By contradiction is fine, in detail:

1. Assume $S^1$ is a retract of $D^2$.
2. $D^2$ is contractible (by straight line segments to the origin, as you say).
3. Quoted theorem applied to $1$ and $2$: $S^1$ is contractible.
4. Fact given to you: $S^1$ is not contractible.

Hence contradiction from $3$ and $4$ and so $1$ must be false: $S^1$ is not a retract of $D^2$.
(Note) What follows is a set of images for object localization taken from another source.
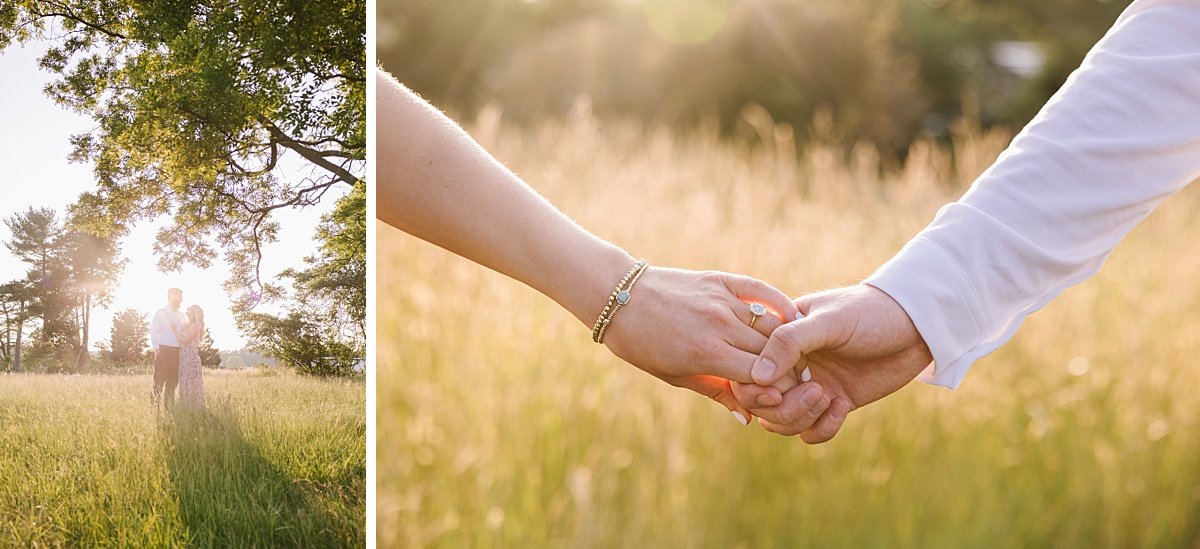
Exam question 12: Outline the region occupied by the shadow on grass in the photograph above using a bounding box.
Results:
[162,403,343,547]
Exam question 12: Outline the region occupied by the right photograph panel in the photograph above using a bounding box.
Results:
[376,0,1200,546]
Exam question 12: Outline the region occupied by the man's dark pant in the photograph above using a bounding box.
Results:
[153,345,180,411]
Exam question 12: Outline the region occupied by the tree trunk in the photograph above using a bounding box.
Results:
[1,308,10,363]
[13,320,21,373]
[76,296,91,371]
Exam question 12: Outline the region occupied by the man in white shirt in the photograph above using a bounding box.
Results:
[734,0,1200,442]
[150,287,188,412]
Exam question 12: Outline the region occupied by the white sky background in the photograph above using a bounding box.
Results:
[0,42,349,351]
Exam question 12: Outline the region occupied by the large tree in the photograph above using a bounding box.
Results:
[241,182,365,375]
[3,208,123,371]
[4,208,58,280]
[283,180,366,342]
[4,207,71,345]
[0,0,365,304]
[62,230,125,369]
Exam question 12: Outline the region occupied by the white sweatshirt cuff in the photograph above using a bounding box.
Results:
[864,236,989,389]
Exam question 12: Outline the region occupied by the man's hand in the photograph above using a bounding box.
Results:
[732,284,932,442]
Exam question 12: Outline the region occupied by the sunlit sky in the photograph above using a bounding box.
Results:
[0,42,348,351]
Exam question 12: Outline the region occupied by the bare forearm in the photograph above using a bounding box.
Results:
[374,70,813,421]
[375,68,633,324]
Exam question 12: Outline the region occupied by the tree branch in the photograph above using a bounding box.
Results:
[29,4,128,41]
[261,118,363,183]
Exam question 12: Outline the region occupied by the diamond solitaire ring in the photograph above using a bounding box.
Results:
[748,303,766,329]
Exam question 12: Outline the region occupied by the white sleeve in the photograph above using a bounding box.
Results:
[149,310,162,350]
[864,0,1200,389]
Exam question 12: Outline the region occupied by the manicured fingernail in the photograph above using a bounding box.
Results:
[800,367,812,382]
[795,311,805,320]
[757,392,779,407]
[751,359,777,384]
[799,386,820,407]
[732,411,749,426]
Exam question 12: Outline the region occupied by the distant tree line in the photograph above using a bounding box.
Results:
[96,308,221,369]
[0,191,363,376]
[381,0,1132,155]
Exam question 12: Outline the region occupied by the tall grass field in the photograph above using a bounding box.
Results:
[379,108,1200,547]
[0,369,365,547]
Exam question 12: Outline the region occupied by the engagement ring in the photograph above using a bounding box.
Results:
[748,303,766,328]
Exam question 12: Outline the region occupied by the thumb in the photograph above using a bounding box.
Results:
[685,375,755,427]
[750,312,840,385]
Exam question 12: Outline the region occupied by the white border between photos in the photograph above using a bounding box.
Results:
[365,0,378,545]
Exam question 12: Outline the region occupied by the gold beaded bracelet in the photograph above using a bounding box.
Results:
[591,259,649,343]
[590,259,645,340]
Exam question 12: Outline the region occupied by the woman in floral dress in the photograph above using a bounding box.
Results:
[172,305,206,408]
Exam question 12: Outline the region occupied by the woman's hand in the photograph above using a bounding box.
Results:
[599,267,815,423]
[377,71,816,422]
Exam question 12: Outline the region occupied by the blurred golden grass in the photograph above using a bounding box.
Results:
[378,107,1200,547]
[0,369,365,546]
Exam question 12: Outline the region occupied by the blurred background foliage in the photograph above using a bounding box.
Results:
[380,0,1131,155]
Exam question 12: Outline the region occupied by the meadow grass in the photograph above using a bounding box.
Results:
[0,369,365,547]
[378,109,1200,547]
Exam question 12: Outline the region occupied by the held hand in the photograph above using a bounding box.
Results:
[600,267,804,423]
[732,284,932,442]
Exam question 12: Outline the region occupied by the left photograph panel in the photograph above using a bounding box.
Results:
[0,1,366,546]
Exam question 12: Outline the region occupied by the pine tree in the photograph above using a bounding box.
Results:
[104,309,148,365]
[198,329,222,367]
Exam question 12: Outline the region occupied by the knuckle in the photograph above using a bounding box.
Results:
[778,402,801,425]
[699,270,724,287]
[770,324,803,352]
[787,396,829,431]
[759,315,783,335]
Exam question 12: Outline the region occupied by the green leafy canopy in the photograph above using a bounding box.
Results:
[1,0,365,308]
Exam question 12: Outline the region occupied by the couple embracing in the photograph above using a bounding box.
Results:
[149,288,207,412]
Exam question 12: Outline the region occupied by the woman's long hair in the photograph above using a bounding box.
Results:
[187,305,205,328]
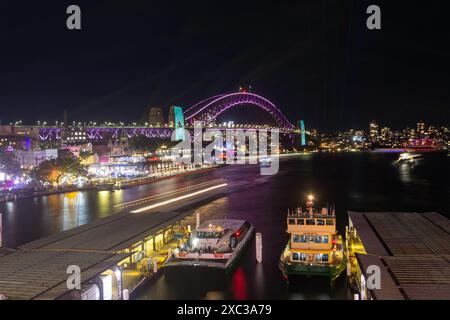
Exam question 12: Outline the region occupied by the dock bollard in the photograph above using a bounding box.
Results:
[256,232,262,263]
[196,212,200,229]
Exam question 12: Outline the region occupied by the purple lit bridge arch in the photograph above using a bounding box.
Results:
[37,93,296,142]
[184,92,295,132]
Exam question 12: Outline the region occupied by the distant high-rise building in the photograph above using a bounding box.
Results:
[381,127,392,141]
[149,107,164,127]
[369,120,379,141]
[417,120,425,137]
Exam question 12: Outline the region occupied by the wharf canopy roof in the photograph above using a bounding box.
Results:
[0,250,130,300]
[349,211,450,300]
[0,209,192,300]
[0,178,228,299]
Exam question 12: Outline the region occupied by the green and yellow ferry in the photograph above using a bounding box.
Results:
[279,195,346,281]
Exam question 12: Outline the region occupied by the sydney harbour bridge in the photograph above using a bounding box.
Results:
[37,92,302,143]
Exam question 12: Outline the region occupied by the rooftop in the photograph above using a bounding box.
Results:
[349,211,450,300]
[0,181,228,299]
[198,219,246,231]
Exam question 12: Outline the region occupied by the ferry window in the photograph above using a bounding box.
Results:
[300,253,307,261]
[308,236,315,243]
[306,219,315,225]
[322,254,329,262]
[297,219,304,225]
[292,252,300,261]
[315,236,321,243]
[317,219,325,226]
[326,219,334,226]
[197,231,224,239]
[301,235,307,243]
[288,219,296,225]
[315,254,322,262]
[323,235,329,243]
[293,235,302,242]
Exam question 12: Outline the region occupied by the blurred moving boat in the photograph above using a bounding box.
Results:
[258,157,272,167]
[96,182,119,191]
[396,152,422,164]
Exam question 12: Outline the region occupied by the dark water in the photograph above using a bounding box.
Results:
[1,153,449,299]
[131,152,449,300]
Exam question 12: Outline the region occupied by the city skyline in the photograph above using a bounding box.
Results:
[1,0,450,304]
[1,1,449,130]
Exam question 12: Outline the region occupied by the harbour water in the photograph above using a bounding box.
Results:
[1,152,449,299]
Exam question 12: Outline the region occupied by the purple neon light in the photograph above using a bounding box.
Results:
[39,128,61,141]
[184,92,294,129]
[183,94,227,114]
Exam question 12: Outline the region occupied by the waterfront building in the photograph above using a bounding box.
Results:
[15,149,58,170]
[0,125,40,151]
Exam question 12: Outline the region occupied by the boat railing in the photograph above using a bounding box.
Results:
[287,213,336,219]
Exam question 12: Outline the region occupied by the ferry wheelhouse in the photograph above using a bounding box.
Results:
[164,219,254,270]
[279,195,346,281]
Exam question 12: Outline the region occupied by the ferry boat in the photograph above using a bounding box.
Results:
[258,157,272,167]
[279,195,346,281]
[396,152,422,164]
[164,219,254,270]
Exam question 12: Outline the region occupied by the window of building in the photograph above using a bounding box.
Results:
[306,219,315,225]
[297,219,304,225]
[326,219,334,226]
[317,219,325,226]
[288,218,296,225]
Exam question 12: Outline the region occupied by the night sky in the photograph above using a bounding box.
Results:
[1,0,449,132]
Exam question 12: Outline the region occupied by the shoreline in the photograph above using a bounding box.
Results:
[0,165,223,203]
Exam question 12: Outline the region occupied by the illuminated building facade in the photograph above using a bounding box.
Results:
[369,121,379,142]
[417,120,425,138]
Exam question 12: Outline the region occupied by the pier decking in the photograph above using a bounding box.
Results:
[347,211,450,300]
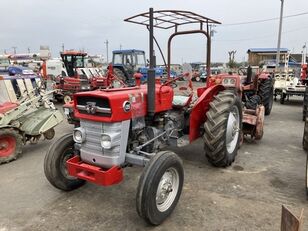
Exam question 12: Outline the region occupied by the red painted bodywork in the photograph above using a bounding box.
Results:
[74,84,173,122]
[189,84,225,142]
[66,155,123,186]
[301,64,307,81]
[0,102,18,114]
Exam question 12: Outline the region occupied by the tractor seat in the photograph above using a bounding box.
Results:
[172,95,191,108]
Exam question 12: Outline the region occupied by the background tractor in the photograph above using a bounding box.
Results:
[0,70,63,164]
[239,66,274,116]
[53,51,106,103]
[111,49,164,84]
[44,9,266,225]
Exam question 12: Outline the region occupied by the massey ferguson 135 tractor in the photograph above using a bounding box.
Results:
[0,71,63,164]
[44,9,265,225]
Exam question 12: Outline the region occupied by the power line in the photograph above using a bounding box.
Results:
[221,11,308,26]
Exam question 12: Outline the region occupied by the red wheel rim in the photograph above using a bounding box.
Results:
[0,135,16,157]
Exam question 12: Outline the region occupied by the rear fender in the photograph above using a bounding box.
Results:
[189,84,225,142]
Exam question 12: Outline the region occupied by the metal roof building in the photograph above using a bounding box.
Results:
[247,48,289,66]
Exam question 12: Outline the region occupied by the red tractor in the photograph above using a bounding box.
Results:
[53,51,107,103]
[44,9,265,225]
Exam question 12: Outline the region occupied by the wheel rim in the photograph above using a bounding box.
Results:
[64,95,72,104]
[60,148,76,180]
[156,167,179,212]
[226,106,240,154]
[0,135,16,157]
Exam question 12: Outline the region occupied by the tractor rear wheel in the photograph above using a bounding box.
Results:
[203,90,242,167]
[303,118,308,151]
[113,68,126,83]
[258,78,273,115]
[44,133,85,191]
[303,87,308,121]
[0,128,22,164]
[136,151,184,225]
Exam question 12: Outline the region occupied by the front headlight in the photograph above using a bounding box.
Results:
[101,134,112,149]
[73,128,86,143]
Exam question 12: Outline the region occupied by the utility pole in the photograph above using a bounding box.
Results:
[61,43,65,52]
[104,39,109,63]
[209,24,217,37]
[302,43,307,65]
[12,46,17,54]
[276,0,284,71]
[27,47,30,53]
[120,44,122,50]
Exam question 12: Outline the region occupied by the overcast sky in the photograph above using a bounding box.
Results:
[1,0,308,64]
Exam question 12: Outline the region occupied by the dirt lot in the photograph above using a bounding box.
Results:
[0,95,307,231]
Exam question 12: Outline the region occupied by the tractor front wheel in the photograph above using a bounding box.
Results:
[203,90,242,167]
[0,128,22,164]
[44,133,85,191]
[136,151,184,225]
[258,78,274,115]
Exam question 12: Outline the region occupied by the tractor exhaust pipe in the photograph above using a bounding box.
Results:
[147,7,155,117]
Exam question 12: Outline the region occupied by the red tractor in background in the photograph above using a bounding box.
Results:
[52,51,107,103]
[44,9,268,225]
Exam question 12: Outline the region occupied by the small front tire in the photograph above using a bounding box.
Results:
[136,151,184,225]
[44,133,85,191]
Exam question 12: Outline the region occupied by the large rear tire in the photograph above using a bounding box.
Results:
[136,151,184,225]
[44,133,85,191]
[203,90,242,167]
[303,118,308,151]
[0,128,22,164]
[258,78,273,115]
[303,86,308,121]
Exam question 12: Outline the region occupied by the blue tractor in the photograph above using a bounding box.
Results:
[112,49,164,83]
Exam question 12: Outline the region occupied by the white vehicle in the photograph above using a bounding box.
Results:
[274,71,306,104]
[0,55,10,70]
[45,59,67,78]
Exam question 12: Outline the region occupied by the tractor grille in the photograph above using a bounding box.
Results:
[78,119,130,168]
[76,96,111,117]
[80,119,121,159]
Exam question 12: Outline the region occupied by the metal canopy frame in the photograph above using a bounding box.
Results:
[124,10,221,31]
[125,9,221,117]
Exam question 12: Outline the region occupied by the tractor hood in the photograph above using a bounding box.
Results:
[73,84,173,122]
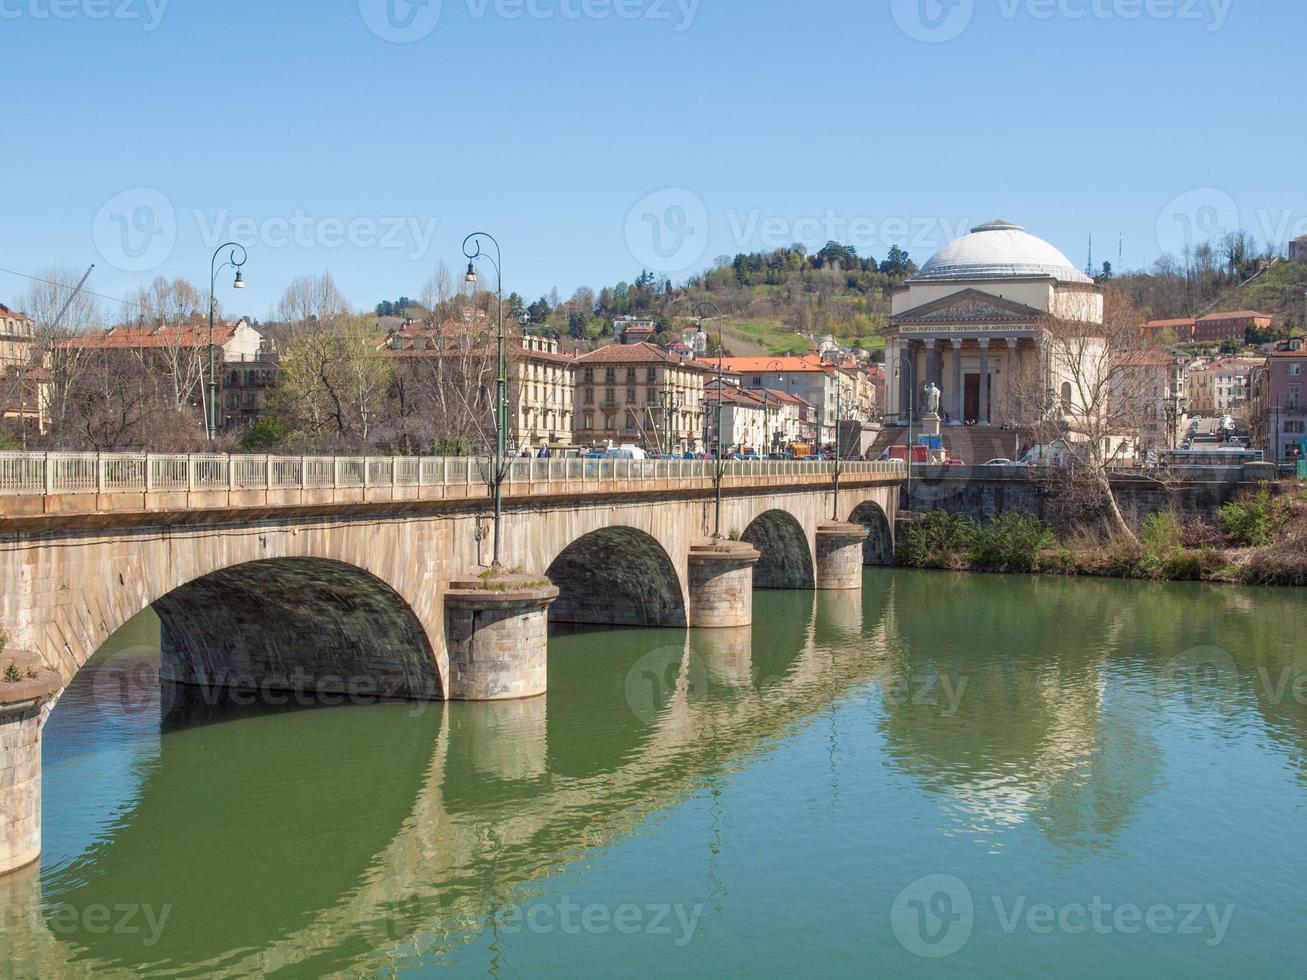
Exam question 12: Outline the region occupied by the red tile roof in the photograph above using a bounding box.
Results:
[1196,310,1271,322]
[576,342,713,370]
[58,322,240,350]
[708,354,832,374]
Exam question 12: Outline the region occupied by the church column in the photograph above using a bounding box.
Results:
[978,338,991,425]
[1004,338,1019,424]
[951,339,964,425]
[898,340,913,423]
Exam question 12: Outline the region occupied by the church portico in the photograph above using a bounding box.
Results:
[885,221,1102,436]
[888,332,1034,426]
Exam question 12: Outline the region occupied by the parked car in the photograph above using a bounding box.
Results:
[981,458,1015,466]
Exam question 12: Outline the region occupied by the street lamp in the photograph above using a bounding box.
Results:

Another proof could use the Brouwer fixed point theorem:

1. Assume $S^1$ is a retract of $D^2$.
2. Theorem by Brouwer: every $f: D^2 \to D^2$ that is continuous has a fixed point. (i.e. $D^2$ has the FPP (fixed point property)).
3. Theorem: if $X$ has the FPP and $A$ is a retract of $X$, then $A$ has the FPP too. (If $g: A \to A$ is continuous, and $r$ is a retraction, apply the FPP to $g \circ r: X \to A \subseteq X$, etc.)
4. $1$ to $3$ together imply $S^1$ has the FPP.
5. Fact: $S^1$ does not have the FPP (consider the rotation around $90$ degrees either way, e.g.).
6. Contradiction between $4$ and $5$ shows $1$ must be false again.